The author is right by affirming that a lot of childhood characteristics develop with us into adulthood (may be the one near-fact I found in the entire book). These largely account for our behavioural attitudes between the age of nineteen and thirty-four. However, at this age grade, we are more matured and our childhood characteristics which are still part of us become more visible and observable. Thus, the morally perverted child develops into a morally perverted adult with more craftiness and pretence. The morally upright child also develops into a morally upright adult with a more pleasing personality. Also, within this age group, it is natural, from a psychological point of view, for the growing adult to entertain some anxiety or fear of calamity or death of his or her loved ones. It is not the case that he or she wishes for any calamity to befall them or wants them dead. It is pitiful that such natural and psychological process as this could be ascribed as symptoms of witchcraft. I disagree that they are and I will encourage Helen Ukpabio to enroll in a Department of Psychology and major on Child Psychology or take courses on Human Growth and Developmental Process.
In the remaining chapters in which the author made attempts to discuss the activities of witchcraft, she came up with notions which are obnoxious and assuming. In chapter eleven, for instance, she asserted that sixty percent of barrenness and related problems in Nigeria are traceable to witchcraft activities.

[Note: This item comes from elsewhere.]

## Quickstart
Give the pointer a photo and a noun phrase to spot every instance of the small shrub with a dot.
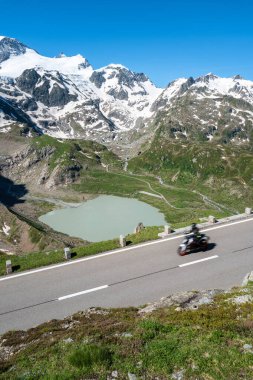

How she arrived at that percentage and the statistical evident by which she concluded thus remains unknown and begs for scrutiny by the enlightened public. Another question, to which Helen Ukpabio should provide a reasonable response, is why it is only in Nigeria, and not in other nations in Africa, Europe, Asia and the Americas that witchcraft accounts for sixty percent of barrenness. Or is she telling us that barrenness through witchcraft is restricted to Nigeria or is Nigeria the headquarters of witchcraft such that it must be allotted such a large percentage of witchcraft induced barrenness?
Helen Ukpabio’s book is not without some instructional message. Particularly, it reflects the pervasive belief in metaphysical entities in human mentality. Specifically, it portrays the belief in witchcraft and the pride of place accorded it in the African and, not in the least, the Nigerian trado-cultural and religious thought systems. To the average Nigerian who is mentally and intellectually bereaved of life realities, witchcraft is not just real, in fact, the fear of the witch signifies the exquisite possession of existential wisdom. The witch is believed to possess immense metaphysical powers such that he or she can metamorphose from the human physiological structure into the form of whatever animal he or she wishes to. Also the witch does not need to go through the hard and usually embarrassing process of acquiring a visa and a flight ticket and boarding an aircraft to countries and continents or wherever he or she wishes to go. Perhaps witchcraft is shorter and smoother than aircraft, for it is widely believed that the witch can take on whatever means and appear wherever he or she desires, cause havoc there and returns to her base, all within the duration of dusk to dawn. In fact, belief in witchcraft amongst a many Nigerian people can never be over-emphasized.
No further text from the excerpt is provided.